Cinderelo Trapalhão (1979)
Numa cidade do interior, Cinderelo (Renato Aragão) é um rapaz pacato desprezado pelos companheiros por andar sujo e ser covarde. Na verdade, é muito corajoso e revela sua força quando uma família de religiosos pede a ajuda do grupo contra um poderoso fazendeiro, o coronel Dourado.
Após uma demonstração de sua perícia na arte da luta, que podemos considerar uma variação hilária e tupiniquim do “Drunken Kung-Fu”, Mussum é questionado:
– Você é faixa-preta?
– Faixa? (Mussum revoltado) Sou preto inteiris, cumpadi!
Nesta comédia dirigida por Adriano Stuart, mostrando grande progresso após o fraco “Os Trapalhões na Guerra dos Planetas”, com o roteiro misturando alguns elementos do conto “A Gata Borralheira”, de Charles Perrault, e do filme “Os Sete Samurais”, de Akira Kurosawa, somos brindados por pequenas pérolas como a citada acima, uma brincadeira que hoje, com o maldito politicamente correto dominando todas as mídias, simplesmente não seria sequer cogitada.
Gosto muito de uma frase de G.K. Chesterton: “Por uma curiosa confusão, muitos críticos modernos passaram da proposição de que uma obra-prima pode ser impopular para a outra proposição de que, a menos que seja impopular, não é uma obra-prima”. Acho que esta constatação pode explicar a razão que faz com que este filme, um dos melhores protagonizados pela querida trupe brasileira, não tenha recebido uma mínima atenção dos colegas profissionais da crítica.

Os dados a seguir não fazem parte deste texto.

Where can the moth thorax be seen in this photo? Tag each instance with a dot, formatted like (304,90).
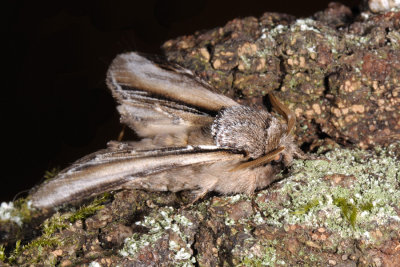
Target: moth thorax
(242,128)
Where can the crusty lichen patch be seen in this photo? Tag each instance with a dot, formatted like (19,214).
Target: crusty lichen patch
(350,193)
(162,225)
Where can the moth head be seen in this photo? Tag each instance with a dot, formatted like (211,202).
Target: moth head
(280,147)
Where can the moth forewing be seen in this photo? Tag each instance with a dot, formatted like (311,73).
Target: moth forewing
(195,139)
(132,70)
(113,170)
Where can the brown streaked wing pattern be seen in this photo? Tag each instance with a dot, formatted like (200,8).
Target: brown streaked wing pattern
(114,169)
(154,99)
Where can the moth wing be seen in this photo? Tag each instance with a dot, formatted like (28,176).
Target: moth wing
(154,99)
(113,169)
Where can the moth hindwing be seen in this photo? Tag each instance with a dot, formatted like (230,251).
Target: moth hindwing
(192,139)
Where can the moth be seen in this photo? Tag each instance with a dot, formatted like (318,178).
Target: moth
(192,139)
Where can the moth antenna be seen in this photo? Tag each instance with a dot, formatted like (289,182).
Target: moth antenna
(260,161)
(284,111)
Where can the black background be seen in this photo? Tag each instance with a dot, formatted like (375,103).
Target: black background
(55,107)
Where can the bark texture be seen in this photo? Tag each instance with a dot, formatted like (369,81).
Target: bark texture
(340,74)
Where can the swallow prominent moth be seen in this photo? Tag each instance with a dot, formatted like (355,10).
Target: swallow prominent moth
(192,139)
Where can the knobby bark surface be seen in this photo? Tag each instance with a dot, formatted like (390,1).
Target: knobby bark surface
(340,74)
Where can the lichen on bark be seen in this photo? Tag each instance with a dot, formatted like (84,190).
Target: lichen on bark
(340,74)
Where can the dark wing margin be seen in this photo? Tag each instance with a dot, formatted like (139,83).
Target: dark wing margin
(154,99)
(113,169)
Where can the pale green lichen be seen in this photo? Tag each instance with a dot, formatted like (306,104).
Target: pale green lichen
(17,212)
(260,254)
(349,211)
(158,226)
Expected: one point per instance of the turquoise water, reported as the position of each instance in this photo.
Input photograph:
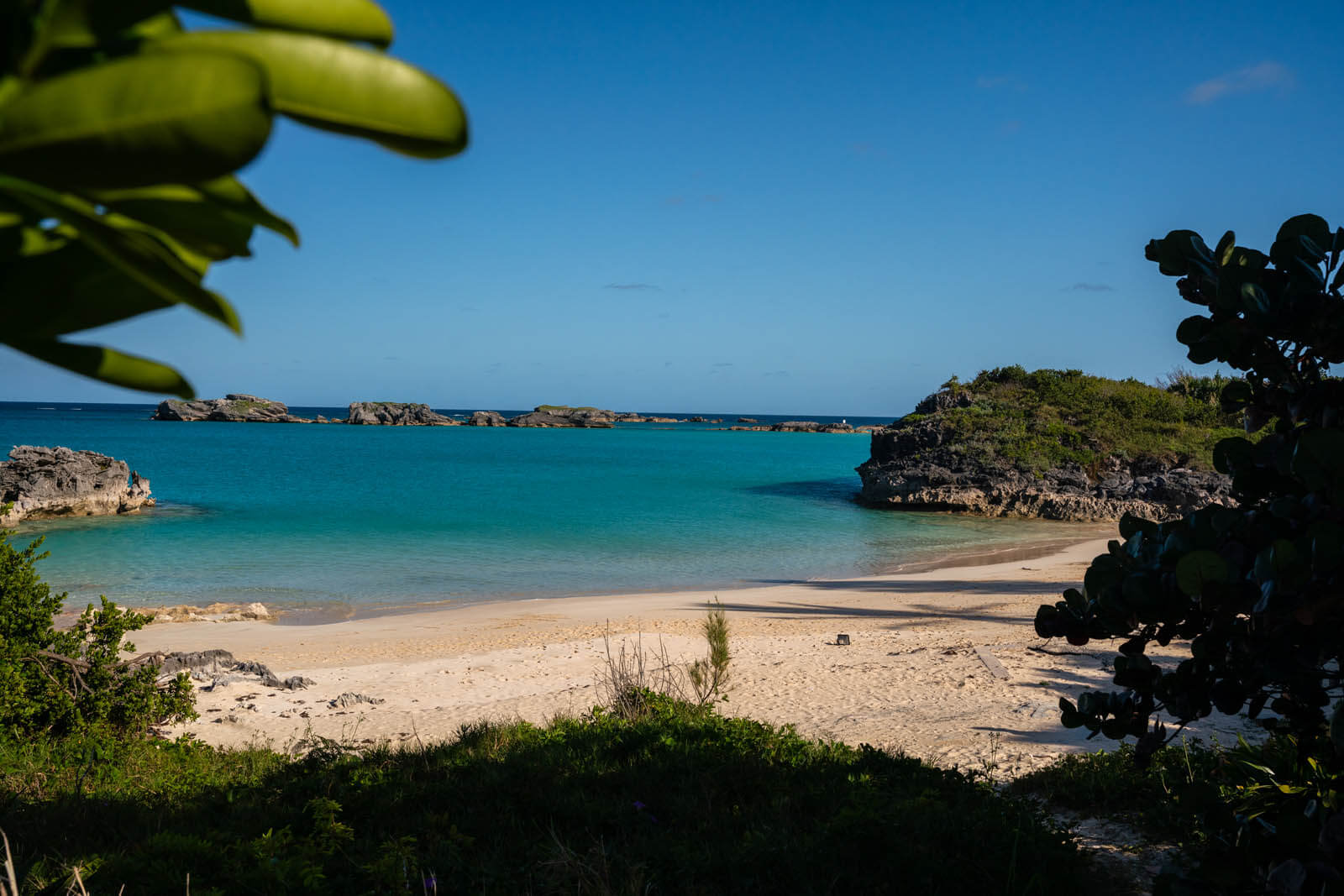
(324, 516)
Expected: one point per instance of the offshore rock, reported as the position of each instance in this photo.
(559, 416)
(234, 407)
(396, 414)
(58, 481)
(920, 466)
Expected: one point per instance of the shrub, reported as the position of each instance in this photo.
(1256, 590)
(62, 681)
(633, 676)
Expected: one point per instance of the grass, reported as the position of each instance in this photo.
(1167, 801)
(1046, 418)
(679, 801)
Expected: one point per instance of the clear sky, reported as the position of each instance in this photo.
(785, 207)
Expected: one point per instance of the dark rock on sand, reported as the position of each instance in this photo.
(221, 669)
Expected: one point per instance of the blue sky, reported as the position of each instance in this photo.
(790, 207)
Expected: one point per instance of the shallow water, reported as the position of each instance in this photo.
(319, 516)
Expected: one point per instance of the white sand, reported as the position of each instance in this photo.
(911, 678)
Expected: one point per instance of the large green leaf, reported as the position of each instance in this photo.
(343, 19)
(226, 195)
(188, 217)
(139, 121)
(143, 253)
(336, 86)
(239, 201)
(67, 291)
(109, 365)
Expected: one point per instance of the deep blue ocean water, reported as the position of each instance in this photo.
(307, 516)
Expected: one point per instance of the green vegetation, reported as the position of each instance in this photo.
(1043, 419)
(60, 683)
(671, 799)
(679, 801)
(1173, 799)
(121, 137)
(1254, 589)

Não encontrei sequer um texto, nem mesmo duas linhas que fugissem da sinopse, um silêncio constrangedor. Será que não há nenhum mérito, nenhum traço de qualidade na obra? “Os Trapalhões”, uma febre gigantesca nas décadas de 70 e 80, comédias que, ao contrário das rasteiras produções no gênero atualmente produzidas pela Globo Filmes, efetivamente formaram cinéfilos qualitativos. O apelo financeiro era tão relevante, que as distribuidoras tascavam a palavra: Trapalhão (e suas vertentes), em qualquer filme cômico estrangeiro.
O personagem maltrapilho de Renato Aragão, mostrado já no início recolhendo o estrume de seu bode de estimação, não poderia ser apresentado de forma mais humilhante, condição que agrega mais impacto emocional ao desfecho do seu arco narrativo, marcado pelo extravasamento da sua revolta ao destruir no braço o carro do vilão, e, na sequência, com a descoberta de petróleo em seu pequeno terreno, dado como esmola por seus companheiros.

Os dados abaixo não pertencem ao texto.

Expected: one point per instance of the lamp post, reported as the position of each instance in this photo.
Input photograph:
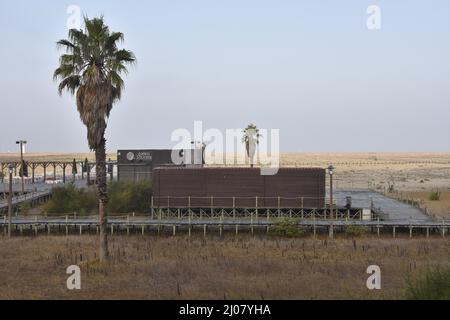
(331, 172)
(22, 143)
(196, 145)
(10, 170)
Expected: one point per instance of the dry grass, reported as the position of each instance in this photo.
(229, 268)
(440, 208)
(408, 171)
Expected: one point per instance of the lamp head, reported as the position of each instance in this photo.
(331, 169)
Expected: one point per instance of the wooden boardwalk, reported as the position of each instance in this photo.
(143, 225)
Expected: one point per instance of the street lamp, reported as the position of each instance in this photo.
(22, 143)
(331, 172)
(10, 170)
(196, 145)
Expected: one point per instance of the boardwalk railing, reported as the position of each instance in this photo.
(144, 224)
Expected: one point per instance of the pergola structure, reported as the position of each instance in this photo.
(53, 165)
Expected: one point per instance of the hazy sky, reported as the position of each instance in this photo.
(309, 68)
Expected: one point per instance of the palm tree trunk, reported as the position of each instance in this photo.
(100, 158)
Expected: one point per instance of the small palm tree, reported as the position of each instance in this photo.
(250, 138)
(92, 69)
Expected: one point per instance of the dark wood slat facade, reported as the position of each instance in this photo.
(238, 187)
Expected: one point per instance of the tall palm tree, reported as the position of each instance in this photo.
(250, 138)
(91, 69)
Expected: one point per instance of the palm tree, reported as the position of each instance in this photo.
(250, 138)
(91, 69)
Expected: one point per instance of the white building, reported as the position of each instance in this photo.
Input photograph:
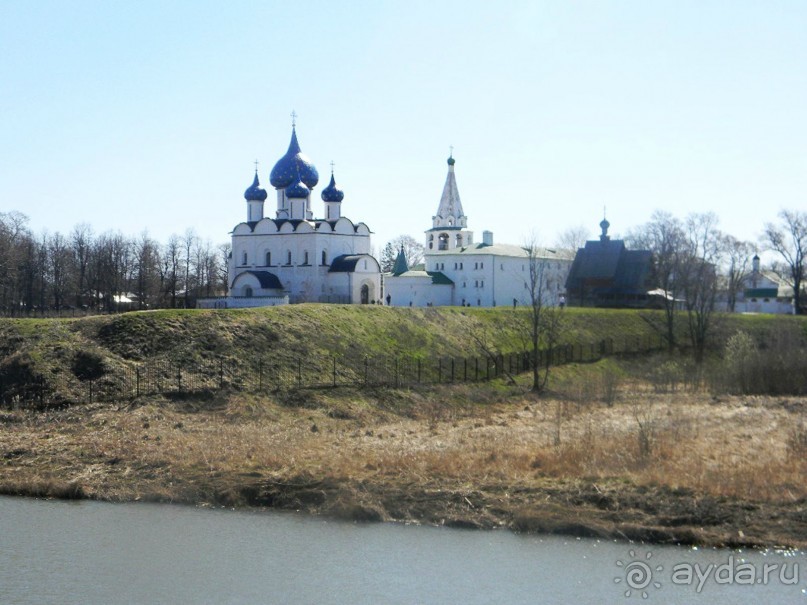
(764, 292)
(460, 272)
(292, 256)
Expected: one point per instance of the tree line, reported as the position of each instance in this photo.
(107, 272)
(697, 265)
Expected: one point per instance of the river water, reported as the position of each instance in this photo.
(92, 552)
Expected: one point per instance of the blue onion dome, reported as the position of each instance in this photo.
(297, 190)
(332, 193)
(295, 161)
(255, 193)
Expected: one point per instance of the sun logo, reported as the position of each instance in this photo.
(638, 574)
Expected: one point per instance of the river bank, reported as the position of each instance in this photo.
(652, 466)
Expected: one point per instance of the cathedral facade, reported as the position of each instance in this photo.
(288, 255)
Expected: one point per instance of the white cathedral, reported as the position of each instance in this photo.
(459, 272)
(294, 257)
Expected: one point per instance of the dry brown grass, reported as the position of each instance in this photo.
(738, 446)
(747, 449)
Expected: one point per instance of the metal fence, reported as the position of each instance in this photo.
(267, 374)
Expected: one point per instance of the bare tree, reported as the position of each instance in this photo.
(664, 236)
(59, 261)
(81, 244)
(697, 276)
(789, 240)
(736, 267)
(171, 267)
(544, 319)
(188, 242)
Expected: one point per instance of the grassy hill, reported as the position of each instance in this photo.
(59, 355)
(614, 449)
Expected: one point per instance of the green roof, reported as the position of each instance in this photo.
(440, 278)
(761, 292)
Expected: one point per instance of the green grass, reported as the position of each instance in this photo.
(48, 349)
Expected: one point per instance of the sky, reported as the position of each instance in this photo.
(134, 116)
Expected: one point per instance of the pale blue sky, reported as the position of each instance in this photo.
(149, 115)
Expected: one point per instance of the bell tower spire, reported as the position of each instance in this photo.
(450, 225)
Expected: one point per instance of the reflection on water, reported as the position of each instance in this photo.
(91, 552)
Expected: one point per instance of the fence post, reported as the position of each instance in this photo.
(260, 374)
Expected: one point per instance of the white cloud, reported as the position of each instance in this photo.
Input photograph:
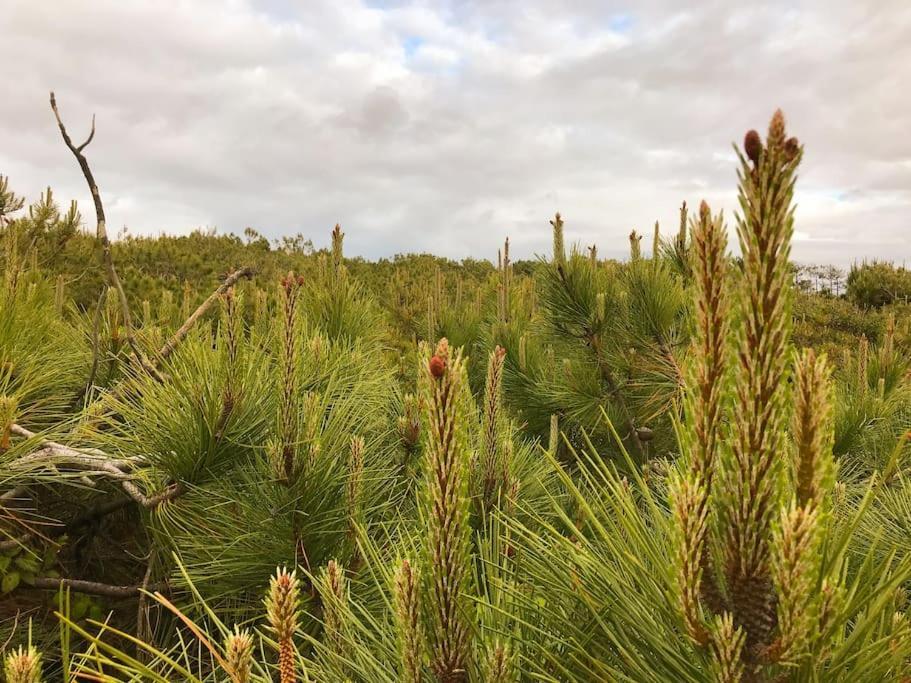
(446, 126)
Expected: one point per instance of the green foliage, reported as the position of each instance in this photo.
(872, 285)
(604, 471)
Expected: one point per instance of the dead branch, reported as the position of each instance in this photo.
(184, 330)
(92, 462)
(93, 587)
(96, 326)
(101, 231)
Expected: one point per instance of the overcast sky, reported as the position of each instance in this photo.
(446, 126)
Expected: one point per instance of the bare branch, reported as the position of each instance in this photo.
(93, 462)
(93, 587)
(181, 333)
(90, 137)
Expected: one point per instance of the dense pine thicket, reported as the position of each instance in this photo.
(222, 459)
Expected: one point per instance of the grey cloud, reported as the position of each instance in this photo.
(292, 116)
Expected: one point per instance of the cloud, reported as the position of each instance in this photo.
(446, 126)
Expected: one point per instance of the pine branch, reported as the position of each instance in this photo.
(102, 234)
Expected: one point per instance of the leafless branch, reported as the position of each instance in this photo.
(93, 462)
(184, 330)
(101, 231)
(93, 587)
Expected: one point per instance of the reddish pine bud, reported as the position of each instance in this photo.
(437, 366)
(705, 213)
(752, 145)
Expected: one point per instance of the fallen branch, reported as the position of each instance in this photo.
(184, 330)
(94, 587)
(92, 461)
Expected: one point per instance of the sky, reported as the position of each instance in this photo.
(448, 126)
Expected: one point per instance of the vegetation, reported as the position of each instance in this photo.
(222, 459)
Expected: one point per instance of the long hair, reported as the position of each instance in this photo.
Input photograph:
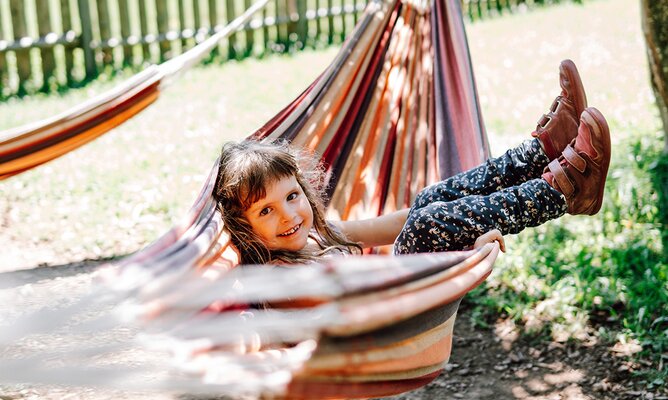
(245, 170)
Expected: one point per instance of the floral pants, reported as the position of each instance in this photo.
(504, 193)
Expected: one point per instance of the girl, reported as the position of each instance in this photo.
(271, 199)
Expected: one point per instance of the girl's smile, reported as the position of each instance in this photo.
(283, 218)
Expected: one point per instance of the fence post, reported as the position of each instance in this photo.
(182, 24)
(20, 32)
(66, 20)
(87, 39)
(213, 23)
(143, 27)
(4, 81)
(232, 39)
(330, 22)
(302, 24)
(126, 31)
(163, 29)
(44, 28)
(104, 23)
(250, 34)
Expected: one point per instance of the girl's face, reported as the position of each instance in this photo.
(283, 218)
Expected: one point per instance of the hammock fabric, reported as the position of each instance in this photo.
(396, 110)
(34, 144)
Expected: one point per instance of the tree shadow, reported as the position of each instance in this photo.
(12, 279)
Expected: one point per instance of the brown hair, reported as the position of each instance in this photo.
(245, 170)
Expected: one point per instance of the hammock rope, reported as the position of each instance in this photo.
(395, 110)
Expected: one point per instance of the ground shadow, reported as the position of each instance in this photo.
(12, 279)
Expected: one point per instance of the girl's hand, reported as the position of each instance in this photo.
(492, 236)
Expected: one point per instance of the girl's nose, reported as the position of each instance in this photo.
(287, 213)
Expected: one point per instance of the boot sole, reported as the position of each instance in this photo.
(600, 129)
(571, 71)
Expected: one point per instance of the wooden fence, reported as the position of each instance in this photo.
(47, 44)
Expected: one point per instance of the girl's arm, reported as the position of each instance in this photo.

É um simples conto de moralidade, bastante eficiente, temperado com a riqueza da cultura circense, representada especialmente nos primeiros vinte minutos, quase sem diálogos, focados em peripécias do grupo inseridas coerentemente no contexto da trama. Sobra espaço até para Aragão emular/homenagear o Cantinflas de “Nem Sangue, Nem Areia”, desafiando corajosamente um touro.
O cenário, sinalizado pela narração como um lugar distante, reforçando o tom fabulesco que inteligentemente driblava qualquer tipo de censura, amalgama signos visuais dos faroestes norte-americanos ao universo caipira nacional, realizando uma crítica à opressão sofrida pelos empregados dos grandes fazendeiros.
E vale destacar também a presença da linda Silvia Salgado, vivendo a jovem sobrinha do vilão que é apresentada numa atitude clássica das Bond Girls, de arma em punho. Ela repetiria a parceria com o grupo em “Os Três Mosquiteiros Trapalhões”, lançado no ano seguinte.
Dentre todos os filmes do grupo que passavam na “Sessão da Tarde”, este era o meu favorito, seguido de perto por “Os Saltimbancos Trapalhões”. Como era bom ser criança naquela época.